We should concentrate on one broad issue that is of great concern to the American people and that transcends party – jobs.

Finally, the Congress and the White House should be able to come together to improve our transportation systems.  Rebuilding crumbling roads and bridges, and improving such critical infrastructure as airports, seaports, and railways, create immediate construction jobs and set the stage for ongoing economic growth.  As the Ranking Member, and likely incoming Chairman, of the Transportation Appropriations Subcommittee, I have ensured continued investment in the Transportation Investment Generating Economy Recovery (TIGER) grant program for highway, bridge, port, and rail projects.

Access to affordable, high-quality broadband is also critical to our nation’s future.  Congress should come together on policies to spur investment in rural broadband and continue to insist that laws affecting the Internet encourage robust investment in broadband in rural areas.

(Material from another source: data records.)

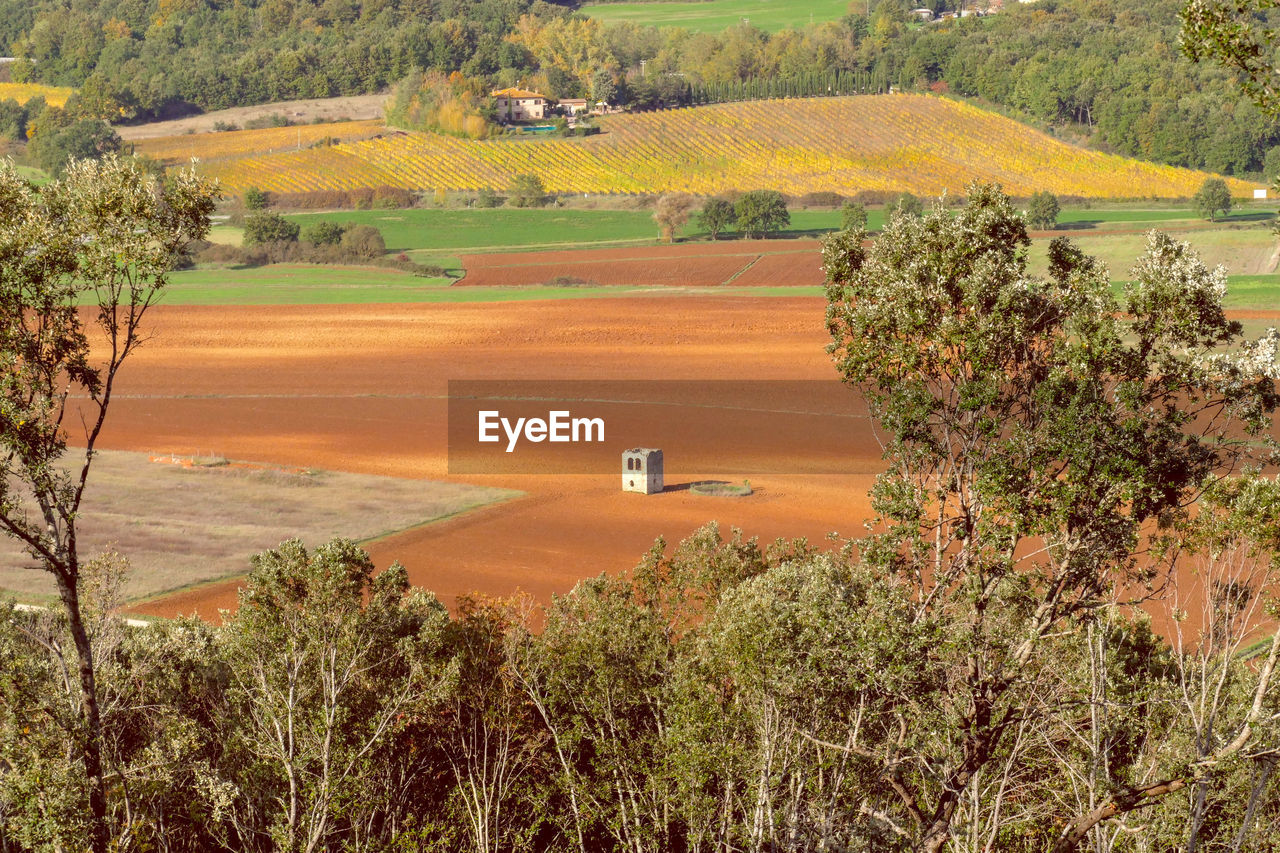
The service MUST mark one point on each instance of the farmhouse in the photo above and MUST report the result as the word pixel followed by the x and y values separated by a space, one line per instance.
pixel 519 105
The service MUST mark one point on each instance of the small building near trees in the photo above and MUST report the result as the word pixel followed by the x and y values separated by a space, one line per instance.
pixel 519 105
pixel 641 470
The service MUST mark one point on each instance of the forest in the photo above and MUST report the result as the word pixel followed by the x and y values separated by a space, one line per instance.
pixel 1057 633
pixel 1104 72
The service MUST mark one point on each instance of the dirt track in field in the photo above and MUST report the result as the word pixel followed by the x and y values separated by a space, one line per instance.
pixel 743 263
pixel 361 388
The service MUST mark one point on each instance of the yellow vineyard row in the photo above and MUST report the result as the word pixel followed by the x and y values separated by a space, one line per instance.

These are important matters on which real and immediate progress is possible.  Before the new Congress takes on many contentious issues, we would be wise to first demonstrate to the American people that we can act with civility and in a spirit of compromise.  Otherwise, we will only demonstrate why the American people are justified in holding Congress in such low esteem.

I am optimistic that we will succeed.  Shortly after the election, I joined a bipartisan group of colleagues calling on Senate leaders to schedule monthly lunches between the two caucuses during the 114th Congress in the hope of building more productive relationships among all members of the Senate.  It is encouraging that Sen. Mitch McConnell, in preparing to take over as Majority Leader, vowed to return the Senate to “regular order” so that budgets and spending bills are given thorough deliberation to avoid the threat of a government shutdown.

2014 was a great year for Republicans, but we would be overly confident to assume that the results signal a permanent shift in the electorate.  The mercurial results of national elections going back decades signal deep dissatisfaction with both parties.  As Senate Republicans transition from minority to majority, we must listen to what our citizens have said: this is not a license to get even, but a mandate to get going.

Susan M. Collins represents the State of Maine in the United States Senate.